![]() |
Gambar ilustrasi |
TANGERANG.BERITATANGERANG.CO.ID - Kekerasan terhadap wartawan bukan hanya penghinaan terhadap profesi, melainkan pengkhianatan terhadap demokrasi.
Padahal, pekerjaan wartawan jelas dilindungi Undang-Undang Pers. Jika ada pemberitaan yang dianggap tidak adil, jalannya sudah diatur,gunakan hak jawab. Namun sayangnya, mekanisme itu jarang dipilih. Mengapa? Karena hak jawab butuh argumentasi, butuh data, dan bisa membuka borok yang selama ini ditutup rapat. Maka dipilihlah cara biadab yaitu kekerasan.

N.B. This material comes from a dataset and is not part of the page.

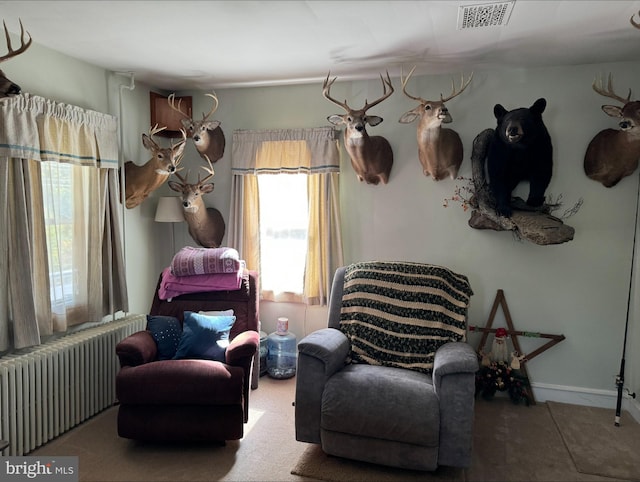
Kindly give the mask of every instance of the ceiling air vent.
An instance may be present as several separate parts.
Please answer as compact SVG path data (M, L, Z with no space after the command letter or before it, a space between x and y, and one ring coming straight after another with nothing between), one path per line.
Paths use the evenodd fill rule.
M511 2L480 3L458 7L458 30L506 25L513 10Z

Kita patut geram, karena dugaan pelakunya justru aparat yang seharusnya melindungi. Brimob yang dilatih untuk menjaga keamanan negara ternyata tega menghajar wartawan. Ini bukan hanya mencoreng institusi, tetapi juga meruntuhkan kepercayaan publik. Jika aparat bisa semaunya menggebuk wartawan, lalu kepada siapa rakyat harus percaya?
Kasus ini jangan berhenti di permintaan maaf atau mutasi. Harus ada proses hukum yang nyata, transparan, dan tuntas. Pelaku harus dihukum seberat-beratnya, bukan sekadar "diamankan" untuk meredam amarah publik. Wartawan tidak boleh lagi menjadi bulan-bulanan setiap kali ada pihak yang merasa terusik.
Membungkam pers dengan teror adalah tindakan pengecut. Pers bekerja untuk publik, bukan untuk dirinya sendiri. Jika wartawan dipukul, itu sama saja dengan memukul hak masyarakat untuk tahu. Jika wartawan dibungkam, maka yang dibungkam adalah suara kebenaran.
Negara tidak boleh berkompromi. Kasus Jawilan harus menjadi titik balik, Stop kekerasan terhadap Pers! Sebab tanpa pers yang bebas, rakyat hanya akan dijejali kebohongan dan manipulasi.